According to data available with the Securities and Exchange Board of India (Sebi), net FII flows stood at $16.11 billion as on Friday. September has seen total FII flows of $3.82 billion. Interestingly, India has been able to attract the highest share of foreign flows among leading Asian countries in 2012.
Experts attribute the sudden flow of foreign funds to the twin factors of domestic reforms and global liquidity boost provided by central banks. The Indian benchmark Sensex (21%) and Nifty (23%) also feature on the list of the best-performing indices among the Asian pack in the current calendar year.
In CY12, FII inflows peaked in India in February, when the net inflows were pegged at more than $5 billion. While they invested more than $1.5 billion in March, there was a visible slowdown in April and May when FIIs reported a net outflow of $103 million and $273 million, respectively. July saw a revival in the flows with foreign investors putting in over $2 billion in the Indian equity market.
India is also occupying the numero uno position among leading Asian economies, excluding China. According to Bloomberg, only South Korea with a total FII flow of $13.09 billion comes close to that of India in 2012. All the other Asian economies have seen FII flows in the range of $2-4 billion each. Incidentally, Japan that typically occupies an important place among Asian allocations of foreign funds has seen FIIs invest only $3.69 billion in CY12.

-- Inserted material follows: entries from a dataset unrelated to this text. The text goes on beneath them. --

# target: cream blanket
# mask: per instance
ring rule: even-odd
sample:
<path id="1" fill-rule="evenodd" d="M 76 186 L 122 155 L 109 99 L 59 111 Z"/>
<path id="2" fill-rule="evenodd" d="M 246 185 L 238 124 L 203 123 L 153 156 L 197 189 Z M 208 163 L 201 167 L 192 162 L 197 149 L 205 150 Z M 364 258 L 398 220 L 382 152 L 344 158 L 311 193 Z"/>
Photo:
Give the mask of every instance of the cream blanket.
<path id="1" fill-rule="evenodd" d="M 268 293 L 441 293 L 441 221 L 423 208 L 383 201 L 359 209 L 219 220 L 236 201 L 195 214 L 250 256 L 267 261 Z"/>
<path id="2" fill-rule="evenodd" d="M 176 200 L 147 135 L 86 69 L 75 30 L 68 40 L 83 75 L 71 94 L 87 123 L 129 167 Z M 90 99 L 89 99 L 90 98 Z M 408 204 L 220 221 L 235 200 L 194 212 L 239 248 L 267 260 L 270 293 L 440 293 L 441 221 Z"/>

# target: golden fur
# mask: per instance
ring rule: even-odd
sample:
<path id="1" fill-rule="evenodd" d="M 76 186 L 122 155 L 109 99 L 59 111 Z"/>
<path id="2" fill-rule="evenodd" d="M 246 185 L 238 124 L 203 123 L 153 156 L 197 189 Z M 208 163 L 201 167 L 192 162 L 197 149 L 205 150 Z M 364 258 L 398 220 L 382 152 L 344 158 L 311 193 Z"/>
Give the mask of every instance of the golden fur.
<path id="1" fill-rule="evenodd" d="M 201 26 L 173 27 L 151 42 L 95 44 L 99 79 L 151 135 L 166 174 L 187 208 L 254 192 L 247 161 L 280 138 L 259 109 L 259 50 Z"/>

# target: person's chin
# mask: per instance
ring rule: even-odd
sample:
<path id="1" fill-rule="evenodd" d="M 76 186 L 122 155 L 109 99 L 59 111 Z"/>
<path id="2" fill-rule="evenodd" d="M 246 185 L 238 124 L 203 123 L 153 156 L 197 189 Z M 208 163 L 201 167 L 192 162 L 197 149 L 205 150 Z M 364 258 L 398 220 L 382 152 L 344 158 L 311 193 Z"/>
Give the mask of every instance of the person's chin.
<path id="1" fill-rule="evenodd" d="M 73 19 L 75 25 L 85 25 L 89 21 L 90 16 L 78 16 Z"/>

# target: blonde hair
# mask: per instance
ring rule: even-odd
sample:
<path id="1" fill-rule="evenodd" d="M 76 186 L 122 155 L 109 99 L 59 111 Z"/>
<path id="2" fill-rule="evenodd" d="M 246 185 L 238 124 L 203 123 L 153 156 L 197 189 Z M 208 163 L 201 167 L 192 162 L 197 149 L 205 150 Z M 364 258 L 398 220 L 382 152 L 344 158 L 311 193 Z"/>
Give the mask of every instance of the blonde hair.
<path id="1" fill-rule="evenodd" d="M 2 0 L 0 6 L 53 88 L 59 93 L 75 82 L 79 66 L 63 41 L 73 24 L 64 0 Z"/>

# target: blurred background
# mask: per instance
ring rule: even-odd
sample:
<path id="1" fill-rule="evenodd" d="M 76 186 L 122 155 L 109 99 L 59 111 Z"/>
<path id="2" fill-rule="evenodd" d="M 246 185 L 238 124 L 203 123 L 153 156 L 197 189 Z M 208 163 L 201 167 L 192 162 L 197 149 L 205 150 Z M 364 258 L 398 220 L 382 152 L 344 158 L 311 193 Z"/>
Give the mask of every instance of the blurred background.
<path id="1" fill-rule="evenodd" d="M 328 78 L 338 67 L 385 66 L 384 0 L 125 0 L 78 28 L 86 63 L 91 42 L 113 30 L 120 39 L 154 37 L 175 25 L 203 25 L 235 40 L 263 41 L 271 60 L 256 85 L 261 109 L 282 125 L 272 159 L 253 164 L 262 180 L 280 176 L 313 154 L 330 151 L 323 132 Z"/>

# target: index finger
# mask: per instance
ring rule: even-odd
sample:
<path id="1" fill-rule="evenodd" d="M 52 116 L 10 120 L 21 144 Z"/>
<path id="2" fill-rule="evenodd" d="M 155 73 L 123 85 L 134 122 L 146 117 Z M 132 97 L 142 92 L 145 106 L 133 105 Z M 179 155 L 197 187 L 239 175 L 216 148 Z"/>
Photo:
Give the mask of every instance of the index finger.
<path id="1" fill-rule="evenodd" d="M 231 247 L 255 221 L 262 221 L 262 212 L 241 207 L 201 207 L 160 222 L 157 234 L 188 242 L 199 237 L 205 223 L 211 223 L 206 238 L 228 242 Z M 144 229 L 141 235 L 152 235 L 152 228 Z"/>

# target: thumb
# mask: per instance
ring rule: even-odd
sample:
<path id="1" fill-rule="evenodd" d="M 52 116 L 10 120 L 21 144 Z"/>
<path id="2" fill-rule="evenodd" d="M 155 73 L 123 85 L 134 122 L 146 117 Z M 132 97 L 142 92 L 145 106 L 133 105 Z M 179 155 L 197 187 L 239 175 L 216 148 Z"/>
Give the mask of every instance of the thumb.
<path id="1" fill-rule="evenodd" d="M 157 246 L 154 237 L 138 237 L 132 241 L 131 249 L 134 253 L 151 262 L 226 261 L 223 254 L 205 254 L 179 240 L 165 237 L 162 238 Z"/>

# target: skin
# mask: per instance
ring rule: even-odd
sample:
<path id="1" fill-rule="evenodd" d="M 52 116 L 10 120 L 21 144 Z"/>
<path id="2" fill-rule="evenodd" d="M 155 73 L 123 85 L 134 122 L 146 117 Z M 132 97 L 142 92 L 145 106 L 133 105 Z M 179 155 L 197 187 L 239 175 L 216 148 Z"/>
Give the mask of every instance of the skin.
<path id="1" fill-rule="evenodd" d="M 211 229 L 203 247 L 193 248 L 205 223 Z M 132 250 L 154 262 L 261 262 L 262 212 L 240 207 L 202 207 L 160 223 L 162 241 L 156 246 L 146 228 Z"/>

The recent past has seen many of the leading foreign investors raise their Sensex targets. Investment bank Morgan Stanley has set a new target of 23,069 by the end of December 2013. The target surpasses the all-time high of 21,206.77 hit by Sensex on January 10, 2008.
Global financial majors Deutsche and Citi have also raised their respective Sensex targets. While Citi has increased its June 2012 Sensex target from the earlier 18,400 to 19,900, Deutsche has pegged its year-end Sensex target at 20,000.